El 16 de enero de 1547, Iván IV era coronado zar de todas las Rusias en la catedral de la Dormición del Kremlin. Tenía dieciséis años.
Pese a que no era más que el duque de Moscú, las élites de su feudo estaban convencidas desde tiempos de su abuelo, Iván III (1440-1505), de que su linaje estaba llamado rescatar a los eslavos orientales, darles una patria común y refundar la iglesia ortodoxa. Por ello, adoptó para sí el título de ‘césar’ (en ruso, ‘zar’), y se proclamó rey del ‘Gran Rus’ (Rusia), jurando recuperar Kiev y devolverle su gloria.
Las cosas no le fueron mal. En apenas veinte años triplicó la superficie de sus dominios, conquistó casi toda la cuenca del Volga y, tras empujar a los kanatos tártaros hacia los confines de Siberia, logró expandir sus fronteras hasta los Urales y el mar Caspio. Durante el proceso, conformó una oligarquía profundamente corrupta que ayudaba a sufragar sus campañas militares y, gobernando sus tierras con mano de hierro, desencadenó una brutal oleada de represión contra aquellos nobles que no le habían mostrado suficiente lealtad o respeto. Todo ello le hizo valedor del sobrenombre con el que es universalmente conocido: ‘el Terrible’.

En 2015, en declaraciones recogidas por la televisión nacional, el presidente ruso reivindicó la figura del monarca como un líder “brillante y reformista”. Rechazando la versión general, achacó su mala fama a la propaganda occidental de la época, orquestada desde El Vaticano, para presentar al rey de la Rusia ortodoxa como un bárbaro. Por entonces, sus niveles de aprobación estaban en su cénit. Tras la anexión de Crimea, el año anterior, más del 80% de sus compatriotas avalaban su gestión al frente del país según un sondeo del Levada Center, único centro de estadística ‘independiente’ del país.
de espía a presidente
Si Iván ‘El Terrible’ se coronó zar de Rusia como último de los príncipes kievitas, Putin ascendió al trono como el último de los ‘príncipes soviéticos’.
En 1989, la caída del muro de Berlín le sorprendió como segundo al mando de la oficina local del KGB en Dresde, por aquel entonces parte de la Alemania Oriental. Aunque la ciudad era un destino tranquilo que consideraba poco digno de sus aptitudes, Putin se enorgullecía de formar parte de un servicio de inteligencia en el que había intentado entrar desde su adolescencia. En 1969 se presentó en la sede de su ciudad solicitando incorporarse. Al igual que Iván el día de su coronación, tenía dieciséis años.

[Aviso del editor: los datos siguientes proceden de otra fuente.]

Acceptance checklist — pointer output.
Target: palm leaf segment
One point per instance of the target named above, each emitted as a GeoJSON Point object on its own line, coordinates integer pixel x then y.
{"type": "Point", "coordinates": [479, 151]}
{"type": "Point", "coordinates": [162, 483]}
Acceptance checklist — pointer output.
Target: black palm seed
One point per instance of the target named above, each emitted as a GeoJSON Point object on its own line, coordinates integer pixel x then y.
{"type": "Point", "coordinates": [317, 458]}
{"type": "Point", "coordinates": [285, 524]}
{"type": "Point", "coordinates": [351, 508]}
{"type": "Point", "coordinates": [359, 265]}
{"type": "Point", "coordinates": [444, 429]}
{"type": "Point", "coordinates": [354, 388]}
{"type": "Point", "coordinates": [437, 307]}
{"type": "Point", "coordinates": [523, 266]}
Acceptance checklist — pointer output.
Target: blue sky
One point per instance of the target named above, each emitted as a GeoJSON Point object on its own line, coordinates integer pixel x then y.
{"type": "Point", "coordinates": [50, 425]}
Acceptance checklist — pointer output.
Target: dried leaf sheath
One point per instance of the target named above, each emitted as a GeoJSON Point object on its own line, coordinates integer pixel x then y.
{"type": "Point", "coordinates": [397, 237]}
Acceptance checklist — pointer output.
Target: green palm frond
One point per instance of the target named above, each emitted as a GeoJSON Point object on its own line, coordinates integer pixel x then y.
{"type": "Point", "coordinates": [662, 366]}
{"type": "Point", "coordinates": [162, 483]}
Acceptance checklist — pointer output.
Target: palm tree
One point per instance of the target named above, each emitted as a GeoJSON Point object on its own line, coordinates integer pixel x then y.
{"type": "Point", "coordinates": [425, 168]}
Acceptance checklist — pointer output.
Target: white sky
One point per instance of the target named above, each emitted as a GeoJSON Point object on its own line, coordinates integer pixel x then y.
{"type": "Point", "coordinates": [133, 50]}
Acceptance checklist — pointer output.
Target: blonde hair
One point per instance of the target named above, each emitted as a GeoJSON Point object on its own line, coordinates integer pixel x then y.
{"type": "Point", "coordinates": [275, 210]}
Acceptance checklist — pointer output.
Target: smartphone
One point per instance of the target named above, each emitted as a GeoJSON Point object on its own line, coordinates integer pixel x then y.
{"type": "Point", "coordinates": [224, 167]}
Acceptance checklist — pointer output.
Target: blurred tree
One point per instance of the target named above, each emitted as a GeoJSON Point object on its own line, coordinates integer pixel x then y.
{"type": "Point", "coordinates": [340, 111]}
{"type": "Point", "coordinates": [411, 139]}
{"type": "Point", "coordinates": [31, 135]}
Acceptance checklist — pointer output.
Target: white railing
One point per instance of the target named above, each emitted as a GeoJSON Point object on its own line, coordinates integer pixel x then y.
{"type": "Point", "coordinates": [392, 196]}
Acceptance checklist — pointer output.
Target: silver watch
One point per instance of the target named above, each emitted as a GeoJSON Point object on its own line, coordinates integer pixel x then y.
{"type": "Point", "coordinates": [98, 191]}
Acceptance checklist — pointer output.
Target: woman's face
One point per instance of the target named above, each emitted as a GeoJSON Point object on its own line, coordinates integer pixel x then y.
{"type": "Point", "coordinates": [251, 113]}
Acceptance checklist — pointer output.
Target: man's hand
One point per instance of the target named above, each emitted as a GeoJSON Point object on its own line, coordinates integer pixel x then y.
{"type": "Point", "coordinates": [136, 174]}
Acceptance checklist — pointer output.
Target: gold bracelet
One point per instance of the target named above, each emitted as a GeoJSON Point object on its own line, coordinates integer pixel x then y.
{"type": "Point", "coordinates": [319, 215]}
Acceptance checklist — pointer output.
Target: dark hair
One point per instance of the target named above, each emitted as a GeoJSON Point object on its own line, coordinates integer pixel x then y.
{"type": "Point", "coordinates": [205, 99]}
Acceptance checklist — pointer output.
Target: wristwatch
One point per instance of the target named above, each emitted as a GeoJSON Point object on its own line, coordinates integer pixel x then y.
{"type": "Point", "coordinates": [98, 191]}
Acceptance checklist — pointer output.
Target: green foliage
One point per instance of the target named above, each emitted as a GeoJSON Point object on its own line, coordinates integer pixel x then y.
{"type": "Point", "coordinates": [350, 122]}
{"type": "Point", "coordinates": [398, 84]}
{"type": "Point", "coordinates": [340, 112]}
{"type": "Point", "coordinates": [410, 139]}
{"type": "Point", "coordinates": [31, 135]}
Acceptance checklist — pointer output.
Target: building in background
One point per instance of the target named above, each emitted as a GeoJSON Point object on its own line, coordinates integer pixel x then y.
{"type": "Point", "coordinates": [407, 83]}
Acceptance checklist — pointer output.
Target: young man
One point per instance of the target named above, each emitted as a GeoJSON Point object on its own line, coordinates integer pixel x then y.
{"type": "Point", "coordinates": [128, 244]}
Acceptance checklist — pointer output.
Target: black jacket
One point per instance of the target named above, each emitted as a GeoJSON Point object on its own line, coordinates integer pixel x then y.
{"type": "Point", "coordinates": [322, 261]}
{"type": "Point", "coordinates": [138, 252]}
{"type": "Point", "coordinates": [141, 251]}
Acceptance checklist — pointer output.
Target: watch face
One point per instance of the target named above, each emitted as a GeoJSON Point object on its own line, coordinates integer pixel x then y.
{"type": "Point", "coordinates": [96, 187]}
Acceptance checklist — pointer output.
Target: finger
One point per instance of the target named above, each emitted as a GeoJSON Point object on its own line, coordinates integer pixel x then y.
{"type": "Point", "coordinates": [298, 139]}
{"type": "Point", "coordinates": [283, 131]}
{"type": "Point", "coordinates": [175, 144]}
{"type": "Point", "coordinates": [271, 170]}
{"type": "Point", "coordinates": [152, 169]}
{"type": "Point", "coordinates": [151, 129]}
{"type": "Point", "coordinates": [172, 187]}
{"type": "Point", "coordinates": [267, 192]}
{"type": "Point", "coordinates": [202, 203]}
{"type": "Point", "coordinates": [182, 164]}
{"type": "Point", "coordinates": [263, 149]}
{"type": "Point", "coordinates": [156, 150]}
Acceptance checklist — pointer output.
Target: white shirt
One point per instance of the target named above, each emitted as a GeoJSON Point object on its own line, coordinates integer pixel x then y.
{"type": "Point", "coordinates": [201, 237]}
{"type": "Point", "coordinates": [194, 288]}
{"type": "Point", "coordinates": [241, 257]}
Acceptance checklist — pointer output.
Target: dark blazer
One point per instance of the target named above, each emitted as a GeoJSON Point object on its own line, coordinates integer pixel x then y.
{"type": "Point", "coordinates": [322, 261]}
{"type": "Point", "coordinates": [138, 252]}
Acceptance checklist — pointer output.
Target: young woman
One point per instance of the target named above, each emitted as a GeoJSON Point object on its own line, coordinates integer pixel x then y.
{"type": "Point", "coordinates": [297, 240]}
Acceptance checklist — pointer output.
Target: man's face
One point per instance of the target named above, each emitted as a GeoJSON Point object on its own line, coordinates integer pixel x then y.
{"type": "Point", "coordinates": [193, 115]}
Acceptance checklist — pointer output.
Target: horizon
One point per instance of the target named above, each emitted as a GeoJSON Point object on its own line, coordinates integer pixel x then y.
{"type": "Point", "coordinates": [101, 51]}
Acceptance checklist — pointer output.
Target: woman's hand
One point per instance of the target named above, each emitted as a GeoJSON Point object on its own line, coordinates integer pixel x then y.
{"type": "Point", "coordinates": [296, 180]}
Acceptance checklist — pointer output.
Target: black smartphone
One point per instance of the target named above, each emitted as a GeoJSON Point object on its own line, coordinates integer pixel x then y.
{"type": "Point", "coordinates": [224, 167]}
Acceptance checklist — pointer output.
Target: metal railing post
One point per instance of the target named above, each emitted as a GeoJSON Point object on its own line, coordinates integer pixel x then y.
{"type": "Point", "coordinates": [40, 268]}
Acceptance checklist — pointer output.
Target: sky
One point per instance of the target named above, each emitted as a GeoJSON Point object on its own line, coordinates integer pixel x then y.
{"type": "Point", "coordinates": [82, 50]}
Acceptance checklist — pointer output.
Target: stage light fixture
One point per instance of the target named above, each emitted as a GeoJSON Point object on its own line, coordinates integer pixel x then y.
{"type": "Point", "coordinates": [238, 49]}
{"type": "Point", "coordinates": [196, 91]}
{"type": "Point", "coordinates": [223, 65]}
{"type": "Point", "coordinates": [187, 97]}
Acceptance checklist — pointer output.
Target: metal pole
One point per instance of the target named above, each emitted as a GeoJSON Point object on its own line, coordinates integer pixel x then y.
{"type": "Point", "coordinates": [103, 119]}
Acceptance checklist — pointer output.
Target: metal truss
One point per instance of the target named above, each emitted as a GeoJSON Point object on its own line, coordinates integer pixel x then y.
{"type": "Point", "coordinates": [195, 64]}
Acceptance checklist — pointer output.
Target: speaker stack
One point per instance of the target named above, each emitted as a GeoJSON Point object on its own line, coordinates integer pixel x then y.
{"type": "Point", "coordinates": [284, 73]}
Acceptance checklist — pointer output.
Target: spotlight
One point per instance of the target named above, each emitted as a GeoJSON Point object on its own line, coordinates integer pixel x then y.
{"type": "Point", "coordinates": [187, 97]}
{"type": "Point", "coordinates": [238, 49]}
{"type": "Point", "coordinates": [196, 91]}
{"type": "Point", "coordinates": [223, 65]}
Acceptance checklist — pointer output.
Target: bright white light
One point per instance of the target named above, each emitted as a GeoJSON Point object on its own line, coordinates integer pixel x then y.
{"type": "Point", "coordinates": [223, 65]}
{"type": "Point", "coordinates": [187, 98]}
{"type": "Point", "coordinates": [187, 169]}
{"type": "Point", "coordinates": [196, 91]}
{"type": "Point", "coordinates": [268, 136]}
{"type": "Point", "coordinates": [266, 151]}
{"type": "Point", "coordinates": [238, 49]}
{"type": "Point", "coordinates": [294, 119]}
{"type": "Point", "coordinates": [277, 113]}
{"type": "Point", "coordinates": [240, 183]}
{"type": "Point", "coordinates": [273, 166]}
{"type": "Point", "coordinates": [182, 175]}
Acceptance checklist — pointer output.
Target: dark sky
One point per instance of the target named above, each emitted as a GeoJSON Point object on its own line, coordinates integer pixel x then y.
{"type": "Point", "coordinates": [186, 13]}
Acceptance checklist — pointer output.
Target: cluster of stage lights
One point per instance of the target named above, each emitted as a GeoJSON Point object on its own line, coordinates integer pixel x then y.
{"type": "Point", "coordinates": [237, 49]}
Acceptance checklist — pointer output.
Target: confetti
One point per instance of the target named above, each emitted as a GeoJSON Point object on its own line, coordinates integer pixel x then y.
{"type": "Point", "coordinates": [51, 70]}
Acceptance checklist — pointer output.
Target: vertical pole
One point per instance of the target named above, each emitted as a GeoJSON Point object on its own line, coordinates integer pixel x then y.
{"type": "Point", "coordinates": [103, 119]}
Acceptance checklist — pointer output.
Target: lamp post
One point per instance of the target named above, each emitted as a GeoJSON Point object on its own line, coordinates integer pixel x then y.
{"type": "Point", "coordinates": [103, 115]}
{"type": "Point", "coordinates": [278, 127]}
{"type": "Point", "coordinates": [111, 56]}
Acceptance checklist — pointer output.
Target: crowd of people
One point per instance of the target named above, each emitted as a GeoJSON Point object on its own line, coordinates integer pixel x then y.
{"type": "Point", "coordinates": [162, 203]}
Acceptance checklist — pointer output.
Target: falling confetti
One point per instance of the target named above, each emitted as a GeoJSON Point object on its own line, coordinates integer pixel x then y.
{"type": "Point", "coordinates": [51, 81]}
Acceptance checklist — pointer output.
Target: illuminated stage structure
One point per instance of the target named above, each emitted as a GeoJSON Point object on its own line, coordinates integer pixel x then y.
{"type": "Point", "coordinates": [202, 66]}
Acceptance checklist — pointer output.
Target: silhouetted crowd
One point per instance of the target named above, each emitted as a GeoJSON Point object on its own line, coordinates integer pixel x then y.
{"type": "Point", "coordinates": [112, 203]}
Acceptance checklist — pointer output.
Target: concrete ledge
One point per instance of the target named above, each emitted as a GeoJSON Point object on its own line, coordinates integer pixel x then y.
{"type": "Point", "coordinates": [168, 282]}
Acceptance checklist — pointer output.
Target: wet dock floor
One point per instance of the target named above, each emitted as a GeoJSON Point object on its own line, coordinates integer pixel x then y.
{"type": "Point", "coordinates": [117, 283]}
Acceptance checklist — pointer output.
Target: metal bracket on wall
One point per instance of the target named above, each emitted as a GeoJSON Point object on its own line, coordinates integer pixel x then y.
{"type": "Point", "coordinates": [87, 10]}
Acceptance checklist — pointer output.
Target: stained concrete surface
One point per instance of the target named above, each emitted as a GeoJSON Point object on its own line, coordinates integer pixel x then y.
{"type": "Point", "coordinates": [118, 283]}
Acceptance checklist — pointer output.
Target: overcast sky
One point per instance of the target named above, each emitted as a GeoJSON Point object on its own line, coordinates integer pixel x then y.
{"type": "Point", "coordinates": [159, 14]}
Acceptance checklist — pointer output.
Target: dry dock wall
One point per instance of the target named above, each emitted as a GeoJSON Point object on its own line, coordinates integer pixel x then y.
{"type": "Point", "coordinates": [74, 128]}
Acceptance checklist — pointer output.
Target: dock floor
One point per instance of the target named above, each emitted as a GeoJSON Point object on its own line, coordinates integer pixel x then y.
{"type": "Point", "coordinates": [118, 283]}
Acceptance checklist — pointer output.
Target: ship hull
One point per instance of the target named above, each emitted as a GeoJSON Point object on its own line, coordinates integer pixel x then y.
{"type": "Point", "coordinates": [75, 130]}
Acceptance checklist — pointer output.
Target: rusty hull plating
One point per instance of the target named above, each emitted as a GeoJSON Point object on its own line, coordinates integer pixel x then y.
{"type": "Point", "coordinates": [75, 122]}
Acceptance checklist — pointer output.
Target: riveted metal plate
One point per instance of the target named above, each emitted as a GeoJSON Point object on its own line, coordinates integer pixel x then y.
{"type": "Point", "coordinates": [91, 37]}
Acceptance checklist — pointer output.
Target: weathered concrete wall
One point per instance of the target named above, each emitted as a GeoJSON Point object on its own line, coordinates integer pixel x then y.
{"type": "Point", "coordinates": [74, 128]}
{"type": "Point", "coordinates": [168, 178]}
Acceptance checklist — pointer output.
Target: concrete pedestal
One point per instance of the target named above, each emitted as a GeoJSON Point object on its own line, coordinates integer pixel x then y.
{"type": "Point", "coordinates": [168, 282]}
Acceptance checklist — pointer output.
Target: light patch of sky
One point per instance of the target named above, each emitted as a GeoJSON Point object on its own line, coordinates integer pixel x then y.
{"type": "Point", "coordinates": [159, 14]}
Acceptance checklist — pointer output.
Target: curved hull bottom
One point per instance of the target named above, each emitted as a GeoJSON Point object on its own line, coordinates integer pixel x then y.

Le dijeron que volviera cuando hubiera acabado sus estudios superiores. Y lo hizo. Seis años después, con un grado en Derecho de la Universidad de Leningrado, fue admitido en el KGB y entró a trabajar en el departamento de contrainteligencia del Comité para la Seguridad Estatal. En 1985 desembarcó en la RDA para servir (oficialmente) como traductor.
Nacido en Leningrado (actual San Petersburgo), Vladímir ‘Vladimírovich’ Putin es hijo de un oficial de la marina y nieto de uno de los cocineros personales de Stalin. Sus dos hermanos mayores murieron en la infancia antes de nacer él (el segundo de ellos, Albert, de difteria durante el cerco alemán). Cuatro años después de su llegada a Dresde el Bloque Oriental hacía aguas y, como segundo al mando, con el rango de teniente coronel, tuvo que organizar la destrucción de documentos clasificados y la repatriación de las familias de sus colaboradores. Con la reunificación alemana regresó a su ciudad natal.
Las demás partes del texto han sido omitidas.